Blessed are the poor in spirit
For theirs is the kingdom of heaven.
What then is necessary to come to this place of “poor in spirit”? It begins with an accurate understanding of oneself:
But the deepest reason for a habitual and fixed lowly opinion of ourselves lies in a sadder fact. We are not only recipient nothingnesses; we have something that is our own, and that is our will, and we have lifted it up against God. And if a man’s position as a dependent creature should take all lofty looks and high spirit out of him, his condition as a sinful man before God should lay him flat on his face in the presence of that Majesty; and should make him put his hand on his lips, and say, from behind the covering, “Unclean! unclean!” Oh, brethren, if we would only go down into the depths of our own hearts, every one of us would find there more than enough to make all self-complacency and self-conceit utterly impossible, as it ought to be, for us for ever. I have no wish, and God knows I have no need, to exaggerate about this matter; but we all know that if we were turned inside out, and every foul, creeping thing, and every blotch and spot upon these hearts of ours spread in the light, we could not face one another; we could scarcely face ourselves. If you or I were set, as they used to set criminals, up in a pillory with a board hanging round our necks, telling all the world what we were, and what we had done, there would be no need for rotten eggs to be flung at us; we should abhor ourselves. You know that is so. I know that it is so about myself, “and heart answereth to heart as in a glass.” And are we the people to perk ourselves up amongst our fellows, and say, “I am rich and increased with goods, and have need of nothing”? Do we not know that we are poor and miserable and blind and naked? Oh, brethren, the proud old saying of the Greeks, “Know thyself,” if it were followed out unflinchingly and honestly by the purest saint this side heaven, would result in this profound abnegation of all claims, in this poverty of spirit.

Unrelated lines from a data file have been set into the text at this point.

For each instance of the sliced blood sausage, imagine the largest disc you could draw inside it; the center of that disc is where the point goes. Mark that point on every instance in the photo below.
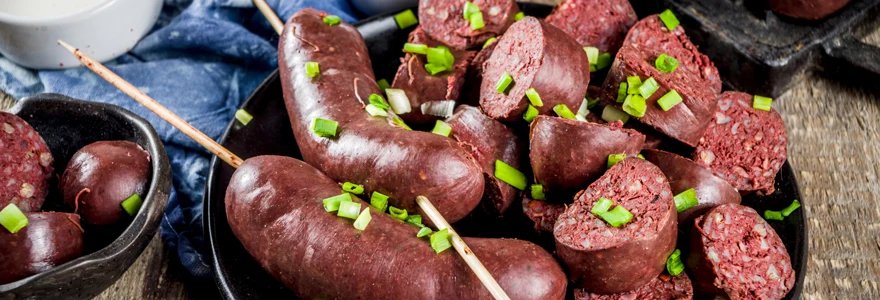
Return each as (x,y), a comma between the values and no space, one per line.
(606,260)
(488,140)
(103,174)
(421,87)
(366,150)
(540,56)
(684,174)
(567,155)
(275,202)
(735,254)
(807,9)
(743,145)
(596,23)
(664,287)
(25,164)
(50,239)
(444,21)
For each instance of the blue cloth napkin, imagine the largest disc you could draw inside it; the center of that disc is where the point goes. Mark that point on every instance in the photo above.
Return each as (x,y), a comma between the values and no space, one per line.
(201,60)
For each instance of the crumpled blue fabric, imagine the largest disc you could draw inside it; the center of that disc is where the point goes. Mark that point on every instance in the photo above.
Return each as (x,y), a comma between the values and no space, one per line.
(201,60)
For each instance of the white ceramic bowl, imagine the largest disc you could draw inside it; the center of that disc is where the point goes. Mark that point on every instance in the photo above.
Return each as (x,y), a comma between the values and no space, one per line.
(104,29)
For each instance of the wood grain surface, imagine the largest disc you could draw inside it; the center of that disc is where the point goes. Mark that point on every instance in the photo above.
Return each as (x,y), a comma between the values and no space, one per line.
(834,133)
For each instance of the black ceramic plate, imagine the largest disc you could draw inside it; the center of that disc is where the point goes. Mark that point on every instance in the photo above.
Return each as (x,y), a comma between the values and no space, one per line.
(240,277)
(67,125)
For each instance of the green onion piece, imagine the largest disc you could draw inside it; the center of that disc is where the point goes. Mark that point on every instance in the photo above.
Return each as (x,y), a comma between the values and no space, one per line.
(666,63)
(441,128)
(762,103)
(440,240)
(773,215)
(415,48)
(406,19)
(592,55)
(12,218)
(538,192)
(635,106)
(312,69)
(132,204)
(613,159)
(670,100)
(332,204)
(363,219)
(611,114)
(622,92)
(602,206)
(397,213)
(617,217)
(489,42)
(379,201)
(332,20)
(791,207)
(356,189)
(323,127)
(424,231)
(530,114)
(669,19)
(503,84)
(685,200)
(534,98)
(673,264)
(633,84)
(648,87)
(510,175)
(563,111)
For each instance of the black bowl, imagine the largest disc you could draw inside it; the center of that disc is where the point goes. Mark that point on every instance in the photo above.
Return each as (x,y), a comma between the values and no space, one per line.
(239,276)
(67,125)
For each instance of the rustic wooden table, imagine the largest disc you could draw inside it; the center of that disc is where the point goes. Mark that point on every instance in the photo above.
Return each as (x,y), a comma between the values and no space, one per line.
(834,133)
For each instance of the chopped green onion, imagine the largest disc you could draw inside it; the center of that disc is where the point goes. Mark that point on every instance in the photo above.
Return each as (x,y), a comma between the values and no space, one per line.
(379,201)
(243,116)
(534,98)
(424,231)
(332,20)
(530,114)
(538,192)
(762,103)
(791,207)
(510,175)
(440,240)
(415,48)
(397,213)
(12,218)
(406,19)
(613,159)
(686,200)
(332,204)
(635,106)
(648,87)
(323,127)
(616,217)
(563,111)
(312,69)
(441,128)
(602,206)
(666,63)
(503,84)
(670,100)
(633,83)
(673,264)
(349,209)
(132,204)
(669,19)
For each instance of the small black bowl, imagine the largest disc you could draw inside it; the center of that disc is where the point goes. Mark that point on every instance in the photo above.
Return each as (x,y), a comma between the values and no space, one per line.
(67,125)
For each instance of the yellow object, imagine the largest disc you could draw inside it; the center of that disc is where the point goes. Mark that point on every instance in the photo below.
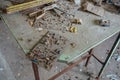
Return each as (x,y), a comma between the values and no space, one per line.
(73,29)
(23,6)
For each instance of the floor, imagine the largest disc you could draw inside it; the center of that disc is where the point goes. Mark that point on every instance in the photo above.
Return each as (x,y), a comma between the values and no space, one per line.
(14,65)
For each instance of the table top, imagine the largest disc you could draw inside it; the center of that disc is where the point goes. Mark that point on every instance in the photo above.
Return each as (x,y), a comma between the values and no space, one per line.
(87,37)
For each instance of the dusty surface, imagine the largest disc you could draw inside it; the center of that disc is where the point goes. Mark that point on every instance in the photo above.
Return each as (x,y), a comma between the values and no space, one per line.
(15,66)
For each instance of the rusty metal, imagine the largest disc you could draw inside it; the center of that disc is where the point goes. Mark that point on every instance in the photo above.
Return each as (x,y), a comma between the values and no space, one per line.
(97,59)
(68,68)
(110,55)
(88,59)
(36,72)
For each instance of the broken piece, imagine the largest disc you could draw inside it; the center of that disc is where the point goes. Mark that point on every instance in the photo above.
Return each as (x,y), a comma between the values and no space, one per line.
(27,5)
(76,21)
(104,22)
(73,29)
(93,9)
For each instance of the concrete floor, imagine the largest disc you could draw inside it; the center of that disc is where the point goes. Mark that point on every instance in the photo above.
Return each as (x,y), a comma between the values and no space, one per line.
(15,66)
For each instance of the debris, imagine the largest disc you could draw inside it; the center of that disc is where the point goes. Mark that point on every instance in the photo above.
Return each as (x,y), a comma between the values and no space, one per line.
(73,29)
(77,2)
(26,5)
(76,21)
(73,45)
(104,22)
(93,9)
(40,15)
(47,50)
(29,40)
(31,22)
(98,2)
(1,69)
(39,29)
(118,58)
(112,76)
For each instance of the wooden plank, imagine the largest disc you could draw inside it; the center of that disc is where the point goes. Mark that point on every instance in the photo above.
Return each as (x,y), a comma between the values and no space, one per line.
(27,5)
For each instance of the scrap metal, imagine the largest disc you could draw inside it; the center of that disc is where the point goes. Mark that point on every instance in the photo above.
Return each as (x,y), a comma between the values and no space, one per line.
(48,50)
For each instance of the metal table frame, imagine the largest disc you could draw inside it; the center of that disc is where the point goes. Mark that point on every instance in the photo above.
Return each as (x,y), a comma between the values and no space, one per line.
(87,58)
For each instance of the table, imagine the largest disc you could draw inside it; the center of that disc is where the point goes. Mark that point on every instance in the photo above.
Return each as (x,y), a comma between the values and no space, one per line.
(89,35)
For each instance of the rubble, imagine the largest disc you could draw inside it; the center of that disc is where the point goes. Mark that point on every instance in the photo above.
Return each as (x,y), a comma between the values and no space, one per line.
(104,22)
(112,76)
(73,29)
(93,9)
(76,21)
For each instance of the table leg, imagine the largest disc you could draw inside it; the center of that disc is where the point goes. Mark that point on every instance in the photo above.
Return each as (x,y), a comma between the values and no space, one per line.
(109,55)
(36,72)
(68,68)
(88,59)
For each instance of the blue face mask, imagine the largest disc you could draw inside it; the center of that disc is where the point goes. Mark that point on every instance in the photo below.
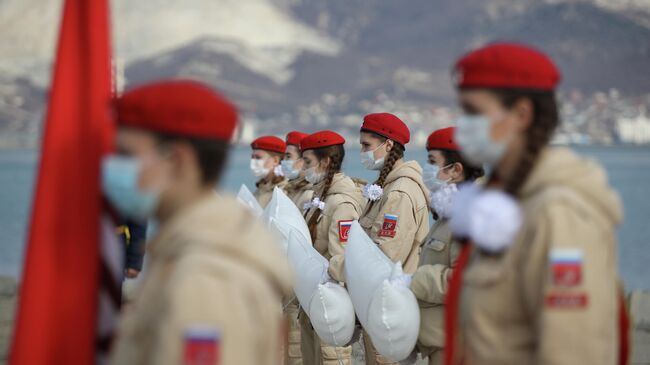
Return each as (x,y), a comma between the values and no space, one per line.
(473,137)
(120,184)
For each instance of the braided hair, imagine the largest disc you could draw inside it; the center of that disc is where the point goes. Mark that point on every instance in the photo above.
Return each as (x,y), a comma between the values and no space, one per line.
(275,180)
(538,135)
(394,155)
(336,154)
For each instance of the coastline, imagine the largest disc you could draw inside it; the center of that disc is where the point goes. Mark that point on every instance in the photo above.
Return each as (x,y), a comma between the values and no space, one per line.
(8,297)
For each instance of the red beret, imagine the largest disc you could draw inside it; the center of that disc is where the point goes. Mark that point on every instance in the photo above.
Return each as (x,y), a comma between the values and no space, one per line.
(387,125)
(294,138)
(507,65)
(269,143)
(442,139)
(321,139)
(186,108)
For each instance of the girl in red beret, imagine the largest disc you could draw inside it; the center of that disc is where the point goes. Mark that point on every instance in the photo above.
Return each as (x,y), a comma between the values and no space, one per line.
(268,151)
(397,214)
(300,191)
(537,278)
(338,201)
(444,170)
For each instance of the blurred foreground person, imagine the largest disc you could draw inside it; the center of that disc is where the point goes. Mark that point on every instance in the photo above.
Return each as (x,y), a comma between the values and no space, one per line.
(133,235)
(214,280)
(444,170)
(397,215)
(268,151)
(338,202)
(539,281)
(299,190)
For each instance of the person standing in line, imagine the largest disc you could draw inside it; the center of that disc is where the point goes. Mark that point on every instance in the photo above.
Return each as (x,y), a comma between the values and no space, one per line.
(338,201)
(396,217)
(268,151)
(537,282)
(444,170)
(212,290)
(299,190)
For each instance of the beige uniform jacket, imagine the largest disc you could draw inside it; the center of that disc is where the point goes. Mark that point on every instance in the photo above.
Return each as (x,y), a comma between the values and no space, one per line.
(343,204)
(437,259)
(264,191)
(300,192)
(211,268)
(551,297)
(399,221)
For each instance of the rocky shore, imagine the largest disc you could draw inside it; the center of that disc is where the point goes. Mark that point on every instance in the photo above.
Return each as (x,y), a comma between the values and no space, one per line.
(639,302)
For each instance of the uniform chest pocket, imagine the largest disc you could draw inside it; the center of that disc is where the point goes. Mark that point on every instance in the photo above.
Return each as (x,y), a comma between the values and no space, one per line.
(436,245)
(486,271)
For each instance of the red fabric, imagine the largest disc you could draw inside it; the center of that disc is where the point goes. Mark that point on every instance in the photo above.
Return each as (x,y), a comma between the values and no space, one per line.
(269,143)
(507,65)
(442,139)
(452,306)
(321,139)
(294,138)
(624,328)
(57,312)
(178,107)
(387,125)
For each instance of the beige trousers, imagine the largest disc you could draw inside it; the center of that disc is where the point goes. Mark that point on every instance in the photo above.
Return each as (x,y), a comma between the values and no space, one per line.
(315,352)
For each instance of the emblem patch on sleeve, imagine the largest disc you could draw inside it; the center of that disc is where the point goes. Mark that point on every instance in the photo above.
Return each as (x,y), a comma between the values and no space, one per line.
(389,227)
(344,230)
(566,267)
(201,346)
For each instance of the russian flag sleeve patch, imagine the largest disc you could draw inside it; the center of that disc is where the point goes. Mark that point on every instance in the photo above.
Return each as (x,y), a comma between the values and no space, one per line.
(389,226)
(344,230)
(566,267)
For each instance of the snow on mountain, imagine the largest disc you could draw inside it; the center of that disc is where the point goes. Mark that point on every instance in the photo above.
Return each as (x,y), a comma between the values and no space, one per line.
(267,38)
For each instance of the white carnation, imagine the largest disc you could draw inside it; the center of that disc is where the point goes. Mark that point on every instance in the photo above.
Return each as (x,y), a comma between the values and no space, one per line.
(442,200)
(372,192)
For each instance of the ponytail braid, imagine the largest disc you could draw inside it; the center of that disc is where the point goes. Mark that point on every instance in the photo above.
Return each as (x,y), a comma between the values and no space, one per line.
(538,135)
(395,154)
(336,154)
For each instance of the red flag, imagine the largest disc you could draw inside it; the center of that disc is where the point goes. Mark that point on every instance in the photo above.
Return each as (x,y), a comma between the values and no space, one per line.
(57,314)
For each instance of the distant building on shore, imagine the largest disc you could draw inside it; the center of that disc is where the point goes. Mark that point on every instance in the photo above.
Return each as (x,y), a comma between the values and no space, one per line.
(634,130)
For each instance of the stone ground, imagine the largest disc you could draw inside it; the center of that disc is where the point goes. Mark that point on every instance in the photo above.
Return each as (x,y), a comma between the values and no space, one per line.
(639,308)
(8,291)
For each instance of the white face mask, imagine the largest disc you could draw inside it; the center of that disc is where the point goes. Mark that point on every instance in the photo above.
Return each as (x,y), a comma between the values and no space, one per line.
(289,170)
(368,159)
(430,176)
(313,176)
(473,137)
(258,169)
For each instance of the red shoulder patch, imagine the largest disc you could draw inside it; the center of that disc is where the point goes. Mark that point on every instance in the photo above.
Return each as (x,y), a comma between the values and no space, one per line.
(201,346)
(569,300)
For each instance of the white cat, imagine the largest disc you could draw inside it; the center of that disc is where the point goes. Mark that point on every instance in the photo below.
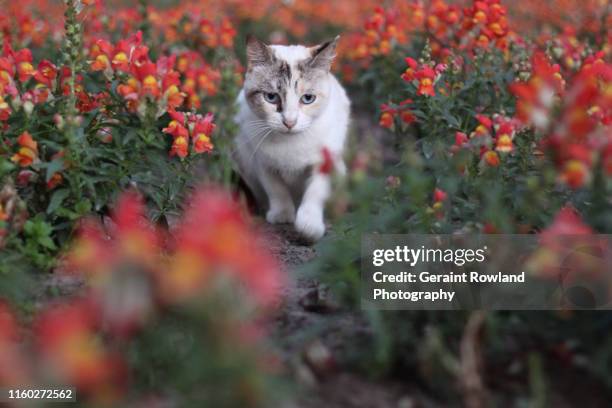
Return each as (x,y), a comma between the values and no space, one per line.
(290,108)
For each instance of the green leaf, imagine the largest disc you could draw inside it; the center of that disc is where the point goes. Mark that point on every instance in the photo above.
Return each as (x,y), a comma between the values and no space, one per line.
(53,167)
(57,199)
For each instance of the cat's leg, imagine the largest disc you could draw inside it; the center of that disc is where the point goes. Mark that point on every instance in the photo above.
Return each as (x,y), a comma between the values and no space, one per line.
(309,219)
(280,203)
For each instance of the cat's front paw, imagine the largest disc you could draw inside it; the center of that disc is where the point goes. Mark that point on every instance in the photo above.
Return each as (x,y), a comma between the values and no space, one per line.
(309,223)
(280,215)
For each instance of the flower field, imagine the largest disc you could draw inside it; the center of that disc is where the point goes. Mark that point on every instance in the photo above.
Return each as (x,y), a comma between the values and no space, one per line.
(116,175)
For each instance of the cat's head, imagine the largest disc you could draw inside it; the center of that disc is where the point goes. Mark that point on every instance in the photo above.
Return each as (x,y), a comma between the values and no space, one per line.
(288,86)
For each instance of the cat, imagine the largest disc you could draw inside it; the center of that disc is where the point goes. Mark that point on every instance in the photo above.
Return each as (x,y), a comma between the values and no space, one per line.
(291,109)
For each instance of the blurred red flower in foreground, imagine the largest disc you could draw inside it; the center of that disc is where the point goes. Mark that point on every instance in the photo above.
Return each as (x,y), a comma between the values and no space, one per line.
(129,267)
(73,353)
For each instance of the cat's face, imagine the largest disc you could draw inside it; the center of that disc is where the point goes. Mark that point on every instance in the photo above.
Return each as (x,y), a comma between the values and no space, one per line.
(288,86)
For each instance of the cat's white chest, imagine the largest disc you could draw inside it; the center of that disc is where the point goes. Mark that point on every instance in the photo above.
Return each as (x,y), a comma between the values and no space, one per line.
(291,153)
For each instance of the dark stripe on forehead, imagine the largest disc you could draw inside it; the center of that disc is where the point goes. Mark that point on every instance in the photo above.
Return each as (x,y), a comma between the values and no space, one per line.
(284,72)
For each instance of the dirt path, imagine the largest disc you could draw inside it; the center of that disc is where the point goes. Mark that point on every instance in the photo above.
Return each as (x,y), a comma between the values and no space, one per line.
(314,336)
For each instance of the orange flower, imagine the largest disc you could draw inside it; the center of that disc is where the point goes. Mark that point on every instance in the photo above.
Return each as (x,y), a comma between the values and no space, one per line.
(386,120)
(28,151)
(72,351)
(575,174)
(491,158)
(179,147)
(55,180)
(504,143)
(439,195)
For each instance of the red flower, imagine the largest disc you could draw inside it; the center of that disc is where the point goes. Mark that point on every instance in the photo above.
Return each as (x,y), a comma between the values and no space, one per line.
(28,151)
(491,158)
(439,195)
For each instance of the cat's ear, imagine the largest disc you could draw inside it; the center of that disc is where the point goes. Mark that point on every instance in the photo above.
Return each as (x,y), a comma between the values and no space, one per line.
(258,53)
(323,55)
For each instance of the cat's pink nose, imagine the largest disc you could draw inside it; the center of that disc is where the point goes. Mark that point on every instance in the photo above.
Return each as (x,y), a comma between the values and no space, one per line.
(290,123)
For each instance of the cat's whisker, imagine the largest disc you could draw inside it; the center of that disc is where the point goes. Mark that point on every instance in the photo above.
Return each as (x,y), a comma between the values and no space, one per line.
(250,138)
(260,143)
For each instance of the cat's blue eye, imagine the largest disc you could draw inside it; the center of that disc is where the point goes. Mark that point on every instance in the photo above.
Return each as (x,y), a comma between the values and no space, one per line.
(271,97)
(307,99)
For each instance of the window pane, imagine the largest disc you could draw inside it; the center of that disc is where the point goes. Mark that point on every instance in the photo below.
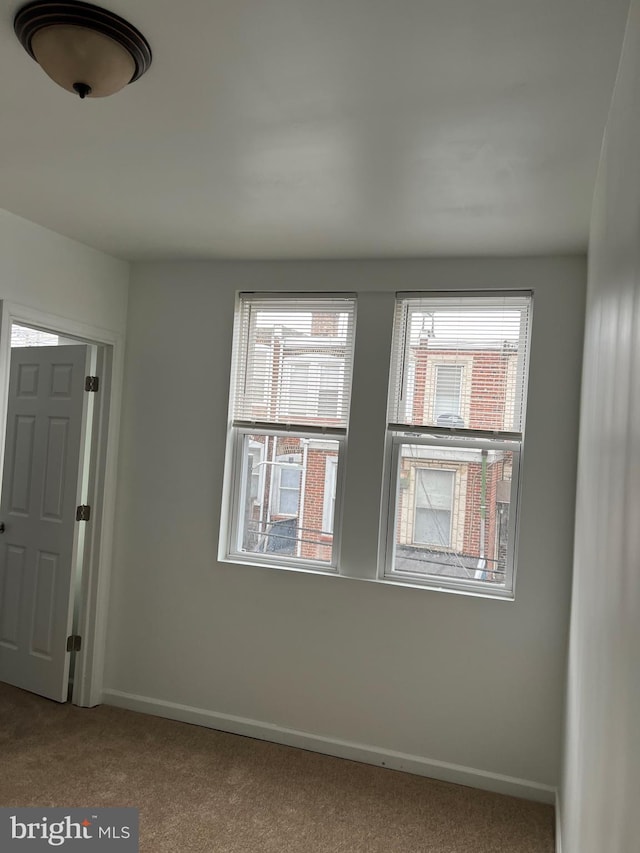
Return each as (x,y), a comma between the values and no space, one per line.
(452,513)
(460,362)
(284,515)
(293,360)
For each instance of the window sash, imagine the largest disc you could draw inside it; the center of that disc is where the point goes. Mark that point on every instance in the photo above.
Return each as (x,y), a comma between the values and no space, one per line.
(234,550)
(476,586)
(293,358)
(450,329)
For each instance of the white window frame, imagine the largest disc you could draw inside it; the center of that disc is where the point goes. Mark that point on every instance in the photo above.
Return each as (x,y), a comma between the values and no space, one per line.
(281,425)
(374,560)
(455,439)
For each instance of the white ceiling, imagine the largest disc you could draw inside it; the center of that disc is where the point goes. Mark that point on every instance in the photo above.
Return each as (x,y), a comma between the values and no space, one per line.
(323,128)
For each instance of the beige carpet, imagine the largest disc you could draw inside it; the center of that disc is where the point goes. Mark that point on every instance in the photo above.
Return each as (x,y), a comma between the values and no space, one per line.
(202,791)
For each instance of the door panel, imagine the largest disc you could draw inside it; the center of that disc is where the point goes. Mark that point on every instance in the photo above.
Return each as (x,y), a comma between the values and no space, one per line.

So little has the world been influenced by Christ’s teaching that it uses “poor-spirited creature” as a term of opprobrium and depreciation. It ought to be the very opposite; for only the man who has been down into the dungeons of his own character, and has cried unto God out of the depths, will be able to make the house of his soul a fabric which may be a temple of God, and with its shining apex may pierce the clouds and seem almost to touch the heavens. A great poet has told us that the things which lead life to sovereign power are self-knowledge, self-reverence, and self-control. And in a noble sense it is true, but the deepest self-knowledge will lead to self-abhorrence rather than to self-reverence; and self-control is only possible when, knowing our own inability to cope with our own evil, we cast ourselves on that Lamb of God that beareth away the sin of the world, and ask Him to guide and to keep us. The one attitude for us is, “He did not so much as lift up His eyes unto heaven, but smote upon his breast, saying, God be merciful to me a sinner.” And then, sweeter than angels’ voices fluttering down amid the blue, there will come that gracious word, “Blessed are the poor in spirit, for theirs is the Kingdom of Heaven.”
Alexander Maclaren, The Beatitudes and Other Sermons (London: Alexander and Shepheard, 1896), 5–7.